Its refinery and commodity marketing sub-segment expects demand for palm oil is to moderate during the winter months in the Northern Hemisphere while margins are volatile due to changes in Indonesia’s palm oil export levy structure.
Operating conditions in its oleochemical sub-segment are expected to be challenging with high energy costs and the global economic slowdown.
“On the other hand, raw material price, in particular palm kernel oil price, has been low and there is potential upside with China announcing plans indicating a relaxation of its strict Covid-19 policies starting 1Q23.
“The same factors are in play for our specialty fats sub-segment, although the demand for food is normally more resilient,” it said.
IOI Corp also pointed out that although its US dollar-denominated borrowings have declined substantially since June 2022, the highly volatile greenback is still impacting its foreign exchange translation loss on its dollar denominated borrowings.
“Going forward, the US dollar exchange rate is expected to be elevated and volatile, in line with the monetary policy tightening stance of the US Federal Reserve,” said the group.
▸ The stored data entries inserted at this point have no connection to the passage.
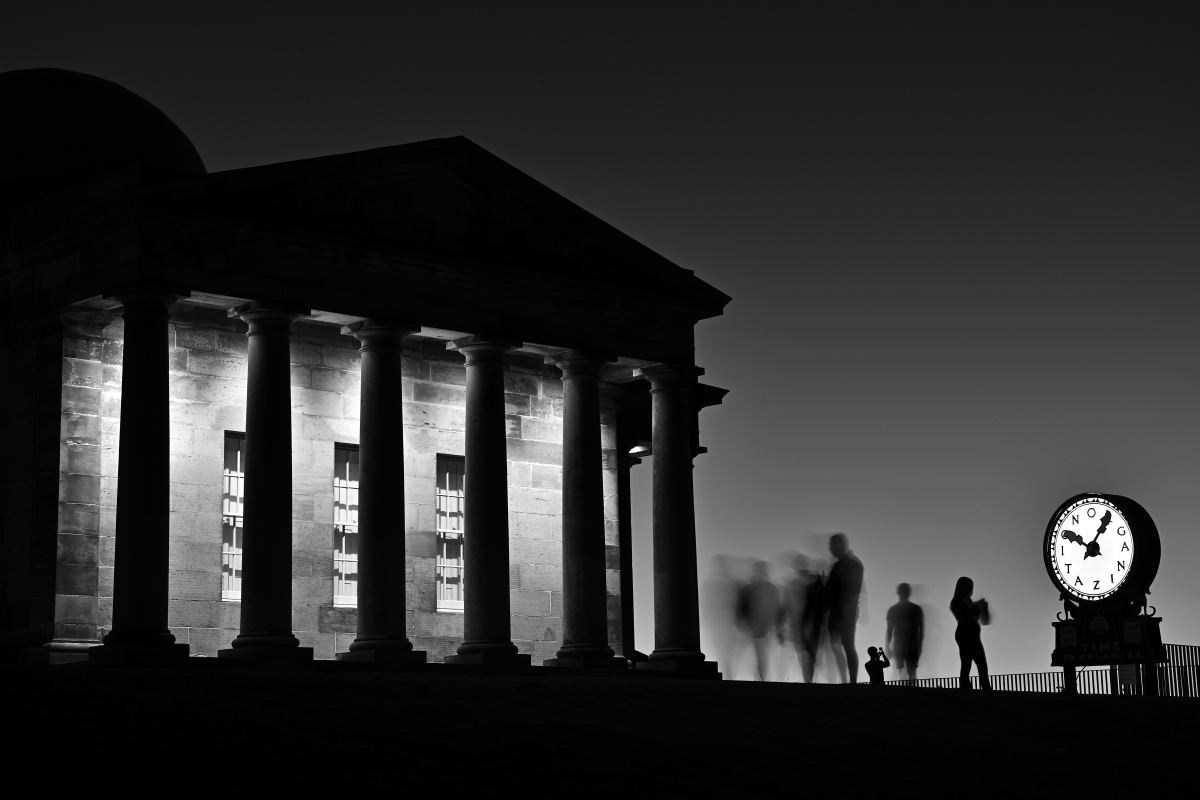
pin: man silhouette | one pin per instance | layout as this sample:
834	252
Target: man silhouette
841	593
875	667
905	633
759	614
804	609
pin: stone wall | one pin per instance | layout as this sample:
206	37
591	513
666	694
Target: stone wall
208	379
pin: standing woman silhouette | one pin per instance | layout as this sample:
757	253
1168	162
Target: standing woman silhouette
970	614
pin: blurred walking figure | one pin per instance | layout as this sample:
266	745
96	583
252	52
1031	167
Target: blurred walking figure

For its first financial quarter ended Sept 30, 2022 (1Q23), IOI Corp’s net profit dropped 40% year-on-year (y-o-y) to RM167.5mil or earnings per share of 2.7 sen while revenue rose marginally by 1% y-o-y to RM3.67bil.
The group pointed out that in the 1Q23, non-operating and one-off items included translation losses on foreign currency denominated borrowings and deposits of RM142.1mil (versus only RM26.3mil a year earlier) as well as fair value losses on derivative financial instruments of RM216mil (versus RM133.5mil a year earlier).
“The underlying pre-tax profit of RM656mil for 1Q23 was 8% higher due mainly to higher contribution from resourced-based manufacturing segment, partly offset by lower contribution from the plantation segment,” noted the group.